Chelsey Beardy woke up early Boxing Day morning to the sound of a firefighter banging at the door of her West End apartment.
She very quickly realized her home was on fire.
“He was telling us to get out, because he said that the roof was going to collapse,” Beardy told Global News Friday, a day after fire completely destroyed the apartment at 578 Agnes St. she shared with her mother, step-father, and two-year-old daughter.
“I got up, grabbed my daughter, two sets of clothes and four Pampers, and ran out.”
Beardy and her family are among 25 people from the three-storey apartment building left displaced by the fire, which started shortly before 2:30 a.m.
Everyone in the building at the time was able to get out safely, and no injuries were reported.
Fire officials have said the fire likely started in a top floor suite and spread to the roof, but an official cause will be hard to determine because the structure was deemed too unsafe to enter.
Those quickly deteriorating building conditions meant crews could only attack the fire from the outside, and residents weren’t able to go back in to get their belongings once the fire was out.
“We lost every single thing — all we have left is just the clothes on our backs,” said Beardy, who, like many living in the building, didn’t have rental insurance.
“I hate to go into a shelter with my daughter, but I barely have family members that are around.
“Honestly I have no idea what we’re going to do.”
For now Beardy and her family are staying at a downtown Winnipeg hotel, an expense covered by the Canadian Red Cross, which has stepped in to help those left homeless by the blaze.
The organization is covering three days of hotel stays for those living in the apartment and another 10 from a neighbouring home also affected by the blaze.
The Red Cross is also providing food, clothing, and hygiene products and are helping those affected access programs to help going forward.
“This is obviously a really tough time of year for it to happen to people,” said Red Cross spokesperson Jason Small.
“We try to help them get going and point them in the right direction so they find those other supports if they need them.
“This gives them something to start as they start rebuilding their lives.”
Like Beardy, SongGirl Reyes-Starr and Barry Houle are left scrambling trying to find a new home after the fire.
The couple were visiting relatives in Saskatchewan for the holidays when the blaze started.
“We got a call at about 4 o’clock in the morning, from a neighbour, telling us that we no longer had a home — that our home was on fire,” said Reyes-Starr Friday from the downtown Winnipeg hotel she and Houle are staying for the time being.

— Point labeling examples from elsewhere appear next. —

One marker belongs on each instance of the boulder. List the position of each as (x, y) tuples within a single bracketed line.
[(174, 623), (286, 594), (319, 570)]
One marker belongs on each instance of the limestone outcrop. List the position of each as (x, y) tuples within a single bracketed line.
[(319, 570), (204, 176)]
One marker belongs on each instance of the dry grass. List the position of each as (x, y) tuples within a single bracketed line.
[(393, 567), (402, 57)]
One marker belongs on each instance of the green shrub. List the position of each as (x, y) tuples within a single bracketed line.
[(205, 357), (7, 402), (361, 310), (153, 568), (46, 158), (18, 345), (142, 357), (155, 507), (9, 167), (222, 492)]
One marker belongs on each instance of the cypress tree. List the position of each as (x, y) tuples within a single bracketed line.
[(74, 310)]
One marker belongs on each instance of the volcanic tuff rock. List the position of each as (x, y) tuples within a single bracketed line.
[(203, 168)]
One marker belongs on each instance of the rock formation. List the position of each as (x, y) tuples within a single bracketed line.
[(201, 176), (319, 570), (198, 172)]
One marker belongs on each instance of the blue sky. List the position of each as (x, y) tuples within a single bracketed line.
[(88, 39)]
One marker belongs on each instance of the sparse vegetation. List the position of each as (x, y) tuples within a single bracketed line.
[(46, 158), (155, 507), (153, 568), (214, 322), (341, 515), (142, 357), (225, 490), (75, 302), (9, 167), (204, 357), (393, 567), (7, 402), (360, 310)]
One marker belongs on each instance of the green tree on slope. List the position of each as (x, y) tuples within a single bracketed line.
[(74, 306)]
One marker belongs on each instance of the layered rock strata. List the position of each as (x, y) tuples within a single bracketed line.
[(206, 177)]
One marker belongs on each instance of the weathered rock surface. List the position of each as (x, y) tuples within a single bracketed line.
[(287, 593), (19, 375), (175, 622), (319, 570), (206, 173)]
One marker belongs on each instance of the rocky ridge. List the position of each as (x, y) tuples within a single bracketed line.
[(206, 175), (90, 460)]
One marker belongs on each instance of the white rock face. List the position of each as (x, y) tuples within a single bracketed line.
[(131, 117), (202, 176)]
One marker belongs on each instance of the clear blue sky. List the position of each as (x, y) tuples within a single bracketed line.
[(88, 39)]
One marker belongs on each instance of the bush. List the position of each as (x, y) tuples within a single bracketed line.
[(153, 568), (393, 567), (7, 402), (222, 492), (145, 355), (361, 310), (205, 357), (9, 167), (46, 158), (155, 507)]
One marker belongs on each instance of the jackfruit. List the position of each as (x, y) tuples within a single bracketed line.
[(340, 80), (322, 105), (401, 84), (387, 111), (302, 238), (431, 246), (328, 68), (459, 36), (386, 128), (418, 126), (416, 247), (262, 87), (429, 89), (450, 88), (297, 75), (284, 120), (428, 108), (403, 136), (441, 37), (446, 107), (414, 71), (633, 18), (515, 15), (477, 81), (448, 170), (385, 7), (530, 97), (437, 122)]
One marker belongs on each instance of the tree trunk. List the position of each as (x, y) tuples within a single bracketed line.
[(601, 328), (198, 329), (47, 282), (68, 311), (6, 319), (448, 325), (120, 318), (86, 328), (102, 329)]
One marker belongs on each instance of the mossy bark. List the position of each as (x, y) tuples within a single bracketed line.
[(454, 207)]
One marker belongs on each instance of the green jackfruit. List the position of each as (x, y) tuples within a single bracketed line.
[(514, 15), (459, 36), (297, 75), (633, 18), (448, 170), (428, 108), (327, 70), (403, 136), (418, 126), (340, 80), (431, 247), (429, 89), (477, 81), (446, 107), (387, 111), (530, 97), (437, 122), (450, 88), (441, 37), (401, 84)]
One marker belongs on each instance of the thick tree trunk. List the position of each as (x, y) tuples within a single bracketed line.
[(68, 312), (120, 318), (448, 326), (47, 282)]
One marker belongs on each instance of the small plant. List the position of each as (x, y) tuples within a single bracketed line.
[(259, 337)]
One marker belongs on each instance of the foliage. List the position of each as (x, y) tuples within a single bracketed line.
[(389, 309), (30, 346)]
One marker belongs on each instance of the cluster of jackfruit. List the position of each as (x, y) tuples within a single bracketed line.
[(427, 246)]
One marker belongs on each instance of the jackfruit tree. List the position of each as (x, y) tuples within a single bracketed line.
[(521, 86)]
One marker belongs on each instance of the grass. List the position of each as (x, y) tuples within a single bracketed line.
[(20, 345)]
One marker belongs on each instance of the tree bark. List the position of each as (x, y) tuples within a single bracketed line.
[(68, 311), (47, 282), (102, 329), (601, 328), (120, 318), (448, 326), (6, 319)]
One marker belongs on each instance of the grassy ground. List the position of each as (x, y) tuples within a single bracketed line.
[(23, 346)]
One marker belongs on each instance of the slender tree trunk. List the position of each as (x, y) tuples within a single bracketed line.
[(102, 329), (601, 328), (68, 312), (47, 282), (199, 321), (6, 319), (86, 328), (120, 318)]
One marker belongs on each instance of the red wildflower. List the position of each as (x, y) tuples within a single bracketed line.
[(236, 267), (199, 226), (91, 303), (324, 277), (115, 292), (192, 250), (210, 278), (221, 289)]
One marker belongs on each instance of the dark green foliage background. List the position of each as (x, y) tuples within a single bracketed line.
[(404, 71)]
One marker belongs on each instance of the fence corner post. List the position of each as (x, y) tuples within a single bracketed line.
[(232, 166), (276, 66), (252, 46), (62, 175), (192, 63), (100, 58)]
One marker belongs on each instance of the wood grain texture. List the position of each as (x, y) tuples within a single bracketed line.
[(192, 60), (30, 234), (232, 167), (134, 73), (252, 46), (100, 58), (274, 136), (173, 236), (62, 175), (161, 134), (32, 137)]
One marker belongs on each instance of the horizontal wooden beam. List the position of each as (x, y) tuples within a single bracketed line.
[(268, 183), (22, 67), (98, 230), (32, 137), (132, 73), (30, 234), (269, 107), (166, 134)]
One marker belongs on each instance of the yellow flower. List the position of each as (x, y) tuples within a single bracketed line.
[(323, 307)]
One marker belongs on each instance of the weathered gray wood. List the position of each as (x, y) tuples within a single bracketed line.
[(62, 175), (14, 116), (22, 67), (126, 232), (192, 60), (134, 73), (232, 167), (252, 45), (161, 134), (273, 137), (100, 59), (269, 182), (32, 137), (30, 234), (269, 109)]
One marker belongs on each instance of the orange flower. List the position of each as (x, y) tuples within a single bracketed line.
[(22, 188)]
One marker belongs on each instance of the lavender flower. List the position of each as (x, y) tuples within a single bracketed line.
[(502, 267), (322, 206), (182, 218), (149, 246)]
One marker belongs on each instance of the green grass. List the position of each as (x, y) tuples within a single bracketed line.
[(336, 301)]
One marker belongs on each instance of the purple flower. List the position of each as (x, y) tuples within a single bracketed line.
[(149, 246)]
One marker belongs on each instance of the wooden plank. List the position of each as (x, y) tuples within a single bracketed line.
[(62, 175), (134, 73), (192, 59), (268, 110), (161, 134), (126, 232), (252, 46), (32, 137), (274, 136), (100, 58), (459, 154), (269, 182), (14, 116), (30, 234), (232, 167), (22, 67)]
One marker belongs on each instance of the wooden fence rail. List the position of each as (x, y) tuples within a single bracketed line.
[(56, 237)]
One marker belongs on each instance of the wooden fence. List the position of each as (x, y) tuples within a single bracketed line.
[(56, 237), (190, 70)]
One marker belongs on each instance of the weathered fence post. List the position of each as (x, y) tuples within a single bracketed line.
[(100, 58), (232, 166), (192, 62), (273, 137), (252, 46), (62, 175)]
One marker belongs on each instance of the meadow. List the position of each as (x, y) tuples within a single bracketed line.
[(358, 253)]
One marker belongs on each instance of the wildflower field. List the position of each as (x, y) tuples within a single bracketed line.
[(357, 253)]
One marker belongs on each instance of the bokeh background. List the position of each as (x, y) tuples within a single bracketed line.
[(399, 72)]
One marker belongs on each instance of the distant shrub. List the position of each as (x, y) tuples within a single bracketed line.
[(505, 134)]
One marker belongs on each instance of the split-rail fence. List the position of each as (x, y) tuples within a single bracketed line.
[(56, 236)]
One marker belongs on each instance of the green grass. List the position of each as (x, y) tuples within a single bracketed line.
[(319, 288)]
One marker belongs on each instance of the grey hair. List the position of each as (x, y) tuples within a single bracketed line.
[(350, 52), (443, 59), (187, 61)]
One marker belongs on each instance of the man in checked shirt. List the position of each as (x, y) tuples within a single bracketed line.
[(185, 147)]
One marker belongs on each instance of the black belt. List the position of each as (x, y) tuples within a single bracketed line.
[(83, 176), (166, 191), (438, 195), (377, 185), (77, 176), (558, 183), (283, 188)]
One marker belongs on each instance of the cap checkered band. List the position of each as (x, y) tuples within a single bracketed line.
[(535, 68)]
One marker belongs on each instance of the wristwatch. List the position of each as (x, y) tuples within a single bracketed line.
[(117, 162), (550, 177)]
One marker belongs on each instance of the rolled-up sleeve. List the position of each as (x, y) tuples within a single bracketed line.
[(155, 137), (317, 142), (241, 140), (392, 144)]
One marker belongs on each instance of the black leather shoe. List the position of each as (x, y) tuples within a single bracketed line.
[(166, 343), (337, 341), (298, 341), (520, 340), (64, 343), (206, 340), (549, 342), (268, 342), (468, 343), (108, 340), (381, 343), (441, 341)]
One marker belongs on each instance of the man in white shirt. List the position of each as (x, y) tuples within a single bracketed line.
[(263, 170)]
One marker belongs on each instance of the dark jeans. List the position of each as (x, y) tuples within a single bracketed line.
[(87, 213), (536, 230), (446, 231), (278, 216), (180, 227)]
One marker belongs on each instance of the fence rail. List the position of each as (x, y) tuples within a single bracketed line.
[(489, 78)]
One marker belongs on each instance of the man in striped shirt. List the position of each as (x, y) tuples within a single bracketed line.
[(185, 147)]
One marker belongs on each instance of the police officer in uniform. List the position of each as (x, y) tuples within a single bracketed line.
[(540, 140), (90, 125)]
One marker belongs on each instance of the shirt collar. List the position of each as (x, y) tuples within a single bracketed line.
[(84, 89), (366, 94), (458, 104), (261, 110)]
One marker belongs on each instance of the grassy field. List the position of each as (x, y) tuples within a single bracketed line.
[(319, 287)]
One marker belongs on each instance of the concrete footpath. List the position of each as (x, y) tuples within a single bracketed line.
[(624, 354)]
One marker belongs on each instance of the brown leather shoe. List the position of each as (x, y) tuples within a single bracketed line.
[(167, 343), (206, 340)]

“It’s painful — you’re excited to go away, excited to go visit family and then you’re excited to come home, but you don’t have a home to come home to.”
“What do you do? Where do you live in the cold?”
Houle said the family lost everything — including decades of family photos — and are now desperately searching for their cat, Tux, who hasn’t been seen since the fire.
As demolition crews worked to tear down the building Friday, Reyes-Starr and Houle watched, hopeful to see Tux run out, but left without seeing their black-and-white cat.
While she worries about her own future, Reyes-Starr said the building was home to both elders and young families, and she’s hopeful housing can be found for them first.
“I’m grateful that we’re here today, because everything that was in there is materialistic — 95 per cent of it can be replaced,” she said.
“I’m just grateful that everyone from our apartment block got out and nobody got hurt.”